来国俊は、国行の子として仁治二年(一二四一)に生まれ、同派中最初に『来』の字を冠した刀工で、以後皆がこれに倣いました。
古来より来国俊は、銘に『来』を冠しない『二字国俊』との関係に付いて、その作風等の違いから、同人説と別人説が論じられてきましたが、近年の重要図譜でも『両者の製作年紀を合わせると、弘安元年(一二七八年)から元亨元年(一三二一年)までの約四十年となり、一人の刀工による作刀期間と考えても決して無理な年数ではない。』としており、現在は二字国俊を前期、来国俊を後期とする同人説が有力視されています。
二字国俊時代の作を合わせると、国宝五口、重要文化財十八口、重要美術品三十七口を数えますが、これは勿論同派中最多であり、名実共に同派の最高峰と言えるでしょう。
作風は、二字国俊が国行を思わせる身幅しっかりとして、猪首切っ先の勇壮な姿に、京丁子の目立つ華やかな乱れ刃を焼くのに対して、来国俊は小切っ先で細身、若しくは中切っ先で尋常な姿に、直刃、直刃調に小模様の乱れを交えた温和な出来が多く見られます。
また国俊は、ほぼ同時代の粟田口国吉、藤四郎吉光、新藤五国光らと並び立つ短刀の名手としても名高く、数々の名作を残しています。
本作は平成四年、第三十八回の重要刀剣に指定された在銘短刀です。
寸法七寸八分弱、三つ棟の造り込み、僅かに内反り付き、重ねやや厚め、腰元に踏ん張りがあり、茎は振り袖形にやや湾曲するなど、どれを取っても、短刀の造形美の極みを見るかのような格調高き逸品です。

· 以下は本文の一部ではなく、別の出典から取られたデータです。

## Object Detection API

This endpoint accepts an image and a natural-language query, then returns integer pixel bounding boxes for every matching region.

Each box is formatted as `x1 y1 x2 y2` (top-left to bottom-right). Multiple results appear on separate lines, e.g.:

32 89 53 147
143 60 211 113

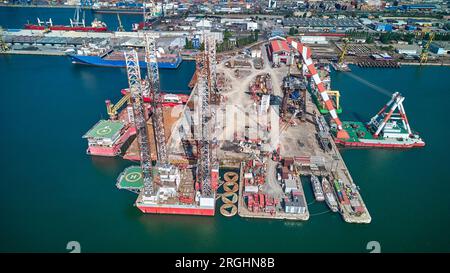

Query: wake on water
345 72 393 97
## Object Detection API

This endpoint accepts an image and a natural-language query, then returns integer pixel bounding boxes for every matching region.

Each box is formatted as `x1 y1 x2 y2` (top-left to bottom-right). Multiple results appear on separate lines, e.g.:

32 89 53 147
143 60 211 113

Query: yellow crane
420 32 435 64
338 41 348 65
326 90 341 111
105 92 131 120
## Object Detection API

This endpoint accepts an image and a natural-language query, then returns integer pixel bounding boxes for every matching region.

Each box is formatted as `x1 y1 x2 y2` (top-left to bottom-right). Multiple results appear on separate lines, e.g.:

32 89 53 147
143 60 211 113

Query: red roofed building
268 39 290 65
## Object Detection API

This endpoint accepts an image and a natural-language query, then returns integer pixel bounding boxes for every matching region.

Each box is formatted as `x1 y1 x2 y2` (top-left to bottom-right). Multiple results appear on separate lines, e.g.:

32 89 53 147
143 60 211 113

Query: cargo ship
25 7 108 32
82 119 135 156
69 49 182 69
334 92 425 148
321 177 338 212
311 174 325 202
92 7 146 15
120 88 189 106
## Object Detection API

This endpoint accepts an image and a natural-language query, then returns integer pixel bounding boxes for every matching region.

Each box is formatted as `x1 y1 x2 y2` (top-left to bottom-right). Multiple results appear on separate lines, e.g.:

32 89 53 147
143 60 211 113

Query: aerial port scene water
0 0 450 256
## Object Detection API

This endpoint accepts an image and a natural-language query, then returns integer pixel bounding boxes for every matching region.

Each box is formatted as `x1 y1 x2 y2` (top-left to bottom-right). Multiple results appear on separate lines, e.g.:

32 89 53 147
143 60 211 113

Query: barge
334 92 425 148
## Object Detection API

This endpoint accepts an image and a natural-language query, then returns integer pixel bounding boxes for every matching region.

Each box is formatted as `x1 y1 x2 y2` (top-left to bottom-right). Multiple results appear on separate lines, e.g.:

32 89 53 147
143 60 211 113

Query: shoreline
0 4 82 9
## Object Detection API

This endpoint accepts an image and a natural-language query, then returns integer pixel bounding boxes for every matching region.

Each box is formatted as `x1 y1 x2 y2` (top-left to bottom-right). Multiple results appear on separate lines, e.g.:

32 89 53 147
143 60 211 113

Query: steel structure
204 35 220 190
142 0 159 30
420 32 435 64
117 14 125 32
80 0 94 7
195 34 220 199
0 27 8 52
367 92 412 138
124 50 154 196
105 92 131 120
144 32 168 164
287 37 349 139
338 41 348 65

小板目肌が精緻に詰んだ地鉄は、地色明るく、裏の物打ち付近に特有の来肌現れ、地班状の沸映り強く現れ、細直刃調で、細かなほつれを交えた焼き刃は、刃縁沸匂い深く明るく冴え、刃中繊細な金筋が掛かっています。
表に素剣、裏に護摩箸の簡素な彫りがありますが、素剣は一際鏨が深く、帽子も直調で先小丸に返る富士形となるなど、見所満載です。
重要に指定された翌年、平成五年三月号の『刀剣美術』に鑑定刀として掲載されていることからも分かるように、同工典型作と言えるでしょう。
年紀はありませんが、探山先生鞘書きにもあるように、力強い鏨運び、『来』、『国』等の字体から、正応(一二八八~九三年)、永仁(一二九三~九九年)頃の作と鑑せられます。
特徴的なのは、前述のように差し裏物打ち付近の地に見られる来肌です。
『刀剣美術』にも記載があるように、来肌とは、総体的に精美に詰んだ地鉄の一部分に露呈する弱い肌のことで、一種の疲れ肌、弱い変わり鉄のようなものです。太刀にも短刀にもあり、短刀の場合、本作の如く、物打ち付近に出ることが多いとされます。
普通は欠点として捉えるものですが、備前三郎国宗の『白染み』、大和保昌の『柾割れ』などと同様、来派の手癖、見所とされています。
付属の時代外装は、若狭塗り三鱗紋揃い金具合口拵えで、図譜にも本短刀の付属品として明記されています。
金具には北条家の定紋としてお馴染みの三つ鱗紋が散りばめてあり、ハバキにも入っています。
来派筆頭鍛冶及び短刀名人としての実力を存分に示した逸品、格調高い大名持ちの特級品、この来国俊は見逃せません。